Transit of invalid state
An entity should always be in a valid state, never an invalid one. This includes just after deserialization, construction, and while changes are being made to it. Invariants should be enforced across the lifetime of the object. You have an order entity (noticing a pattern here?) and your system expects the Total value to never be negative. Due to adding coupons to the system, however, a situation arises where the order total is negative. Rather than being caught, the errors are saved to the database and only caught 20 days later when the accountants notice a discrepency in the books.

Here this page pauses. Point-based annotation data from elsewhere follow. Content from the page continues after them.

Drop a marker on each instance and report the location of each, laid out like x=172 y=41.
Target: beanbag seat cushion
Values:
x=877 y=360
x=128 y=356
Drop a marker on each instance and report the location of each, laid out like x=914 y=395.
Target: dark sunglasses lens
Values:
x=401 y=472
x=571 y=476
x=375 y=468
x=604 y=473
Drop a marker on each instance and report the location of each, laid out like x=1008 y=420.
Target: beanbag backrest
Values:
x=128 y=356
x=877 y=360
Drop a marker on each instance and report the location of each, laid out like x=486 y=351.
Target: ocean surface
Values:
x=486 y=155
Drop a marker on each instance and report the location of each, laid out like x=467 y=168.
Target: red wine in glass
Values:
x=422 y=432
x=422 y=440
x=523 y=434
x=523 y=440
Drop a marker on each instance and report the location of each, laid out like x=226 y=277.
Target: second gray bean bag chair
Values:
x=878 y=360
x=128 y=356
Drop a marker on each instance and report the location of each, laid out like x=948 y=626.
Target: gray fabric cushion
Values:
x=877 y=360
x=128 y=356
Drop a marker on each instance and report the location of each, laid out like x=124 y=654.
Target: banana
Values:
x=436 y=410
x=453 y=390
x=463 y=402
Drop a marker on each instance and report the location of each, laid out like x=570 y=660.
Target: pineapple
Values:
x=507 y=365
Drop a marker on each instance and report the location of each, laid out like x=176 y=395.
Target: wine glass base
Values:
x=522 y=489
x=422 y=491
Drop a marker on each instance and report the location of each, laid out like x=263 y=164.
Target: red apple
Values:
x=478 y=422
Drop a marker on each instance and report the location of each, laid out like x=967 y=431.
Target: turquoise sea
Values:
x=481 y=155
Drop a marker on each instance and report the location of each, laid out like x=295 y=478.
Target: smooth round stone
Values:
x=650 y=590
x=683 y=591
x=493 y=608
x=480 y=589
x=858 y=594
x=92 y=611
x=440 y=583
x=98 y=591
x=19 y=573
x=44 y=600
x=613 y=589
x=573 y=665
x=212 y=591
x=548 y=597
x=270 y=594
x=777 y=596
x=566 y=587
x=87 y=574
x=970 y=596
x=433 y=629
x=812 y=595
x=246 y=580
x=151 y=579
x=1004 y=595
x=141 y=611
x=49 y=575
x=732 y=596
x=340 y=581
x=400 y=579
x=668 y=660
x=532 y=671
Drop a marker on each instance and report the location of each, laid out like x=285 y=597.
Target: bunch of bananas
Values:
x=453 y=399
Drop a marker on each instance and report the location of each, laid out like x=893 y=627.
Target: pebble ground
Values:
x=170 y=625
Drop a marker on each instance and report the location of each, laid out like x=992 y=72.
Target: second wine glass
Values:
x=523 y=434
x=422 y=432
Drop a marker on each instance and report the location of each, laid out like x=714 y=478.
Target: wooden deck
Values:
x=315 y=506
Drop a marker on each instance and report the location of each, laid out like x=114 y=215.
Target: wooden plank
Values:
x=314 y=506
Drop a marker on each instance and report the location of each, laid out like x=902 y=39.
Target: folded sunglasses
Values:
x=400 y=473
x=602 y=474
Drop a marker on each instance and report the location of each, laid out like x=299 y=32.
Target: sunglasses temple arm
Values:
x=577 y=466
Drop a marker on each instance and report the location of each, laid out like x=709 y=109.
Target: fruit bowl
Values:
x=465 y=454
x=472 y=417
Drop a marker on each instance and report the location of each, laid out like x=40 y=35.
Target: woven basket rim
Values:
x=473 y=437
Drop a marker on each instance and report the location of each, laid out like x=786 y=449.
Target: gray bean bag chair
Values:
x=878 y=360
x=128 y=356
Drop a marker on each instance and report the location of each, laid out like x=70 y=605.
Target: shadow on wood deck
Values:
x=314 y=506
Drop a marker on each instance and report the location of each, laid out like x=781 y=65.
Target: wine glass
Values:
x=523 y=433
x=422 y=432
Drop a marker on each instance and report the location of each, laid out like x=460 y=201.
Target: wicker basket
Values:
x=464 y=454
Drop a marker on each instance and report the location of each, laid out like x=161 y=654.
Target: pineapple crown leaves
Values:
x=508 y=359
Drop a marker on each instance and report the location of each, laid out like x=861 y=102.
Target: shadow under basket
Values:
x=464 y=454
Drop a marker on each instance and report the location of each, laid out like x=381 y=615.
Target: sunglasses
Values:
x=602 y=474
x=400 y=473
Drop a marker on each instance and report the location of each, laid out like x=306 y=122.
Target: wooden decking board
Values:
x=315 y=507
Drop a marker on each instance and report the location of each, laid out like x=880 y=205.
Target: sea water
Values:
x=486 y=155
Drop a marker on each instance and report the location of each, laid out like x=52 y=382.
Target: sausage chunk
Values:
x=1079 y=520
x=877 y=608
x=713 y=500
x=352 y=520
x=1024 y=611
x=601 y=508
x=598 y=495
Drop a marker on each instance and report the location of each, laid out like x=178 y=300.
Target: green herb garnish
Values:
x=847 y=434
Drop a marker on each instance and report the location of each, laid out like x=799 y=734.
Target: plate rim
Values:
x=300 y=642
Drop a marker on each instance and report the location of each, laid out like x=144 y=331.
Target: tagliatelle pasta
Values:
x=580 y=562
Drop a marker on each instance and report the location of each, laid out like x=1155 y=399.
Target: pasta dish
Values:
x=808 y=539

Don’t have public setters. Always have methods that change state and coordinate the changing of multiple properties, based on logical criteria. For instance, in the previous method, rather than simply adding a coupon item with a negative value to decrease the total, you might create an ApplyCoupon method that applies a coupon up to the point where the total is zero. This sounds easy to accomplish, but sometimes ORMs will get in your way due to constraints on constructors. This can also be an issue if older records were valid under a certain set of conditions and newer ones are not. You will have to figure out how to mitigate this.
Mutable value objects
Like entities, value objects should enforce their invariants during their lifetime. However, because they may be passed around among entities, they also shouldn’t support changes in state, as that adds a lot of low value complexity. Imagine a situation where you have a system that has a directory of people with their addresses. You also keep track of marriages. When someone gets married, your system has a place to match the spouse’s addresses. If Address is a value type and you allow its contents to be changed, you either risk the spouse addresses getting out of sync or you have to write a bunch of code to keep them in sync. Extract reusable sets of fields into value types. Make them immutable. Always point to the same instance when you mean the same set of values. This can be tricky if you are using an ORM that doesn’t support immutable value types, because you may get multiple instances for the same thing. However, if your language allows you to override the equality operator, you may be able to get around the problem by simply comparing the contents.
Tricks of the Trade
A lot of times we get upset at the wrong person or thing when something negative happens. Getting mad at a host because a restaurant is full or at your laptop because the Windows update broke something is an anti-pattern of problem solving. Instead of getting frustrated or acting out look for a solution to problems. It’s not easy, especially when emotions get involved so start just with recognizing that you are upset and then work to identify the source of the problem.